Veganlık: Bitkisel Temelli Beslenme
Veganlık sadece hayvan haklarına indirgenemeyecek kadar kompleks bir konu olup birçok farklı konuda faaliyet göstermeyi amaçlar.
Veganlık ya da veganizm; herhangi bir hayvansal ürünü tüketmeyi reddetme ve diyetten çıkartma anlamına gelen bir beslenme akımıdır. Veganlığın vejetaryenlikten farkı ise; veganların vejetaryenlerin aksine bal, süt, yumurta gibi besinleri de tüketmeyi de reddetmesidir. Veganlar sadece beslenme ürünlerinde değil giyim ya da yaşam alanında da hayvan kaynaklı maddelerin kullanımını reddeder. Vegan kelimesi ilk kez 1944 yılında The Vegan Society’nin kurucularından Donald Watson tarafından ortaya atılmış olup ülkemizde ilk kez 1990 yılında Milliyet gazetesindeki bir haberde yer almıştır.
Veganlığın kurucu organizasyonlarından olan The Vegan Society veganlığı şöyle tanımlar:
“[Veganlık] hayvanların gıda, giyim ya da başka amaçlarla maruz kaldıkları sömürü ve zulmün her türlüsünden -uygulanabilir olan en mümkün mertebede- kaçınan ve buna ek olarak insanların, hayvanların ve çevrenin yararına, hayvan kullanımı içermeyen alternatiflerin geliştirilmesini ve kullanımını destekleyen felsefe ve yaşam biçimidir.
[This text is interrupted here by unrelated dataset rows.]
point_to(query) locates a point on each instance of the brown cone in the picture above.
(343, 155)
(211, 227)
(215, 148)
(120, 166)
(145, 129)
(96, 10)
Beslenme söz konusu olduğunda, hayvanlardan tamamen veya kısmi olarak elde edilen ürünlerin reddedilmesini ifade eder.
Veganlık, bilinenin aksine birçok amaçla ve farklı şekillerde karşımıza çıkmaktadır. Etik veganlık; hayvanların ürünleri için suistimal edilmesine ve fabrikalaştırılmış şartlar altında hayvansal ürünlerin üretiminin yapılmasına karşı çıkarak hayvan haklarını koruma gayesini temeline alır. Çevreci veganlık ise iklim krizini önlemek amacıyla su kullanımı ve karbon ayak izini bitkisel temelli yaşamla azaltmayı amaçlar. Çünkü hayvanlardan ürün elde etmek amacıyla yapılan tarım ve sanayi gibi ekonomik faktörler karbondioksit ve metan gazı salınımını kayda değecek şekilde arttırmaktadır. Ayrıca hayvan temelli besinler üretmek su kullanımını da arttırmakta olup bitkisel temelli beslenmek özellikle küresel ısınmayla birlikte neredeyse kaçınılmaz olarak görünen su kıtlığını önlemede büyük bir adım olacaktır. Bu konuda da bilinenin ve önyargının aksine veganların sadece “aktivist ve hayvan hakları savunucusu” olmadıkları ön plana çıkmaktadır. Veganlık sadece hayvan haklarına indirgenemeyecek kadar kompleks bir konu olup birçok farklı konuda faaliyet göstermeyi amaçlar.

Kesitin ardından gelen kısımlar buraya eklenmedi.